Of course, with the tragic and too-early passing of Petty in 2017, it’s understandable that the film would want to take a more celebratory approach. But even so, there are some aspects—such as the late decision, reportedly at the suggestion of label executives, to take what Petty had originally planned to be a double album and cut it down to one—where I suspect many viewers (especially the fans that are likely to be the film’s target audience) would like a little more inside information than what has been presented here.

Compared to such recent deep-dive music documentaries as Miss Americana (2020) and Billie Eilish: The World’s a Little Blurry (2021), Tom Petty, Somewhere You Feel Free may seem slight by comparison and, at times, little more than an extended advertisement for Wildflowers & All the Rest, the 2020 reissue that restored the songs dropped from its original release.

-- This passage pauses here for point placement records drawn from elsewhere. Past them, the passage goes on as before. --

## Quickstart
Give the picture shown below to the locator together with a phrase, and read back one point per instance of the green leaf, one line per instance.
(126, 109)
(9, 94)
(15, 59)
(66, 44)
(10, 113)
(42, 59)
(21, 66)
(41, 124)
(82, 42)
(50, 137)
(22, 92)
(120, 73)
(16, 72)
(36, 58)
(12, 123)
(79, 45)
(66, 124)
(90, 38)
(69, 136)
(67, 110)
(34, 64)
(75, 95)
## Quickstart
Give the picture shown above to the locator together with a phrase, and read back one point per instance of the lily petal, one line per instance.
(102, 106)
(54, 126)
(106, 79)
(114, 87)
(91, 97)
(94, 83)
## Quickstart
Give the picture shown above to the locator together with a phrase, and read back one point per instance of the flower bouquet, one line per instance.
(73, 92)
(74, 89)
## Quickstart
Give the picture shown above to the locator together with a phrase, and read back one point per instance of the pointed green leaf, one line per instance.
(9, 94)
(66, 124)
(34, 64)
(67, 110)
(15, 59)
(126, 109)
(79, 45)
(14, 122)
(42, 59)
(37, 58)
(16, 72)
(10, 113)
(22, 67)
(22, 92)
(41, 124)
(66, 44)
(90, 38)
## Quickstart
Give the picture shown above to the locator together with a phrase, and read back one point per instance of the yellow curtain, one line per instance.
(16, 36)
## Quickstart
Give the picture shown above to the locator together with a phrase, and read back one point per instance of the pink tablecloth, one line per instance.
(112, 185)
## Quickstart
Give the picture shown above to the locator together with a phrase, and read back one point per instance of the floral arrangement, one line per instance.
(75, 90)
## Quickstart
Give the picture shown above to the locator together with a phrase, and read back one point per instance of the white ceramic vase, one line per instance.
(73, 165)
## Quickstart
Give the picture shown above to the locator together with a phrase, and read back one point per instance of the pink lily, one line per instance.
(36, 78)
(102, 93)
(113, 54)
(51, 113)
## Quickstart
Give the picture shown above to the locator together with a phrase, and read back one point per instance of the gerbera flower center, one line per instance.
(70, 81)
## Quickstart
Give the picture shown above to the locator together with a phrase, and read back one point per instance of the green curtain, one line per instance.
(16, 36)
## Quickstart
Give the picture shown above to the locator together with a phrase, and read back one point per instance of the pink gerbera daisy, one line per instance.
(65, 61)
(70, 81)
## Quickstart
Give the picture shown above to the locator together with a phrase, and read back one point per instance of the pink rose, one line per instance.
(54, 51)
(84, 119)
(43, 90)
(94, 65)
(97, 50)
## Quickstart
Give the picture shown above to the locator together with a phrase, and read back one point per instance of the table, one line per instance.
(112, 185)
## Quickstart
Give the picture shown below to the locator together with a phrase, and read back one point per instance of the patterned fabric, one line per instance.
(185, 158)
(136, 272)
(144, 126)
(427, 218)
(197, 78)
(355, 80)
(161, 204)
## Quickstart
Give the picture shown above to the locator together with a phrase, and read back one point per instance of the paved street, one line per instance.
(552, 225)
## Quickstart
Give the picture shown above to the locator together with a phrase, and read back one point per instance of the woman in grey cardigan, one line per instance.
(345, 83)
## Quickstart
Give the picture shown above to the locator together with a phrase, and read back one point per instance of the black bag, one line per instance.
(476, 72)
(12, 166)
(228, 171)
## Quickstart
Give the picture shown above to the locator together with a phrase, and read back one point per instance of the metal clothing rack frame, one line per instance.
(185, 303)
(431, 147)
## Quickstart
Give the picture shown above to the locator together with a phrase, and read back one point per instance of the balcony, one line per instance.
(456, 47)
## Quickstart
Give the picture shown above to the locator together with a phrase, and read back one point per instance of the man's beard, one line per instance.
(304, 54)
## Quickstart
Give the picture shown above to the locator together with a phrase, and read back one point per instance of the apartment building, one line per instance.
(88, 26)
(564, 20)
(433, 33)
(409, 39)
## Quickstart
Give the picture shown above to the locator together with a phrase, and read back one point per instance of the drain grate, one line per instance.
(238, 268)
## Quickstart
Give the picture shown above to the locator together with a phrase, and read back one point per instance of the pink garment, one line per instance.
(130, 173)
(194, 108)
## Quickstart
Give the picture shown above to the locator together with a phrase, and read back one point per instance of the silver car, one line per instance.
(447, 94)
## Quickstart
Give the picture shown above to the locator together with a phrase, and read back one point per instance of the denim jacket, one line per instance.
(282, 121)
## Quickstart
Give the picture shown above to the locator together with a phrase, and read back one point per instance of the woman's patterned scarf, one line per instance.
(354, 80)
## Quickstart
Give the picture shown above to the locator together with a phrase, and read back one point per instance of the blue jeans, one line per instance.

However, if you are a fan of Petty—and it’s virtually impossible to conceive of a rock music follower who isn’t a fan of his to some degree—Wharton does present an entertaining and ultimately poignant portrait of the artist at work at the time of what would be his greatest creation. If it’s ultimately not quite as wonderful as its subject in the end, that says more about Petty than it does about the film.